Oysa sevişirken kadın ile bağ kuran bir adam, onun nerede keyif alıp nerede almadığını, nerede kapandığını izleyebilir. Orgazma koşan “eril” düşünce, sürecin nasıl ilerlediği ile ilgilenmez. İster kadın bedeninde, ister erkek bedeninde olsun bu eril düşünce, bağ kurmayı unutur, önemsemez. Kurduğu bağ, yakaladığı havucun büyüklüğü ile orantılıdır. Eğer büyük bir havuç yakaladı ise, burada biraz daha kalması için, şimdi edindiği havuçtan daha büyüğünü alabilmesi için bir olasılık var olmuştur.
Fakat bu senaryoda, kadın da erkek de yoktur. Burada bir birleşme yoktur. Burada bir savaş ve sonuç vardır.

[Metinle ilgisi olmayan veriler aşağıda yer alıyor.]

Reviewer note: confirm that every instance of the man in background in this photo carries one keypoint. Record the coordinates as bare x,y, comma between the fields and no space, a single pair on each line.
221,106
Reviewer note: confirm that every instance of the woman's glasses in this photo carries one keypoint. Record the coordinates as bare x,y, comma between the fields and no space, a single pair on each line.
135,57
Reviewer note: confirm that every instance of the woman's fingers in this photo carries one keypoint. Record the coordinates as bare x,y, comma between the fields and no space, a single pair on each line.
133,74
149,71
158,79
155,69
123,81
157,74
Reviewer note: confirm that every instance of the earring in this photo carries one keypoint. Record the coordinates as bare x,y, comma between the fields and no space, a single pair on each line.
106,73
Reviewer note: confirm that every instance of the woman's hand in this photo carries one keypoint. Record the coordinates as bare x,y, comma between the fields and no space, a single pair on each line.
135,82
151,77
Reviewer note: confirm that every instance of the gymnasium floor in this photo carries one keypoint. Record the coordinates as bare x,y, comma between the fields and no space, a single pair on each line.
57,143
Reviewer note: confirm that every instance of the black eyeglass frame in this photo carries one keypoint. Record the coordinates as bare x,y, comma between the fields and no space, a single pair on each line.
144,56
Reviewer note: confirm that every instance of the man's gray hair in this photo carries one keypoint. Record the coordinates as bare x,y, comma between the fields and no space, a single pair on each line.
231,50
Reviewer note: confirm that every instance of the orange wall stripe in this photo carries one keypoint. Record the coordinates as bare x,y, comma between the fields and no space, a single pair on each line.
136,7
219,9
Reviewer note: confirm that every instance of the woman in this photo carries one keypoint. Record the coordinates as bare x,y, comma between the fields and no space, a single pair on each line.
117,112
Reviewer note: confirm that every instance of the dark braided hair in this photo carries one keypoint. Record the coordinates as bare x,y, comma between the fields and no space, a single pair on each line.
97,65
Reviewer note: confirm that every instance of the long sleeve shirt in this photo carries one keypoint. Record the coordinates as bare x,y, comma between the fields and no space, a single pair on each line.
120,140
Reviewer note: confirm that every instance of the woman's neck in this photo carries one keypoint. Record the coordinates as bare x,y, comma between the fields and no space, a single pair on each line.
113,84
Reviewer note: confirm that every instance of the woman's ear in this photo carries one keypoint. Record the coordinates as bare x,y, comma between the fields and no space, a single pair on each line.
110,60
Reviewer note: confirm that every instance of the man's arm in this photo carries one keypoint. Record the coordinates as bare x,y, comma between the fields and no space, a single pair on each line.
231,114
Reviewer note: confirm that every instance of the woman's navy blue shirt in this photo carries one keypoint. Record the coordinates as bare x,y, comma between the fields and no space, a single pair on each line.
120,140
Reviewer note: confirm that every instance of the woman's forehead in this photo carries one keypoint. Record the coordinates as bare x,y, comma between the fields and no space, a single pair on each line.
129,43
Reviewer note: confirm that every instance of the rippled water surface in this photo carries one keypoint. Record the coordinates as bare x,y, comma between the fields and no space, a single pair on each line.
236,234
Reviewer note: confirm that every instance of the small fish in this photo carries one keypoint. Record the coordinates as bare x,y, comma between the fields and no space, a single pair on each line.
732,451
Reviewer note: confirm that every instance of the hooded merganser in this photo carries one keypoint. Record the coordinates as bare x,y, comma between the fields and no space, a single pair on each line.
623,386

Oysa sevişme halinde bir sonuç yoktur, süregelen bir dalgalanma vardır. Dalgaların birbirine çarpması, sonra ahenkle yükselip alçalmaları vardır. Bir danstır, bir diyalogtur. Monolog değildir, diyalogtur.
Diyalog içinde hissetmeyen kişi, kendini oyunun dışında hisseder, kendini kenara atılmış hisseder. Ve ateşi söner. Ve bu durum sürer ise yavaş yavaş kendini hadım eder.
Tıpkı ülkemiz kadınlarının çoğunluğunda olduğu gibi. Kadınlıklarından, arzularından, vahşiliklerinden, zarafetlerinden feragat ederler, ederiz…
Daha az hayal kuran, daha az hisseden, kendi kadın kimliğinden utanan, sergilemekten çekinen ya da egzajere edilmiş sergilemelere kaçan hallere bürünürüz, itiliriz…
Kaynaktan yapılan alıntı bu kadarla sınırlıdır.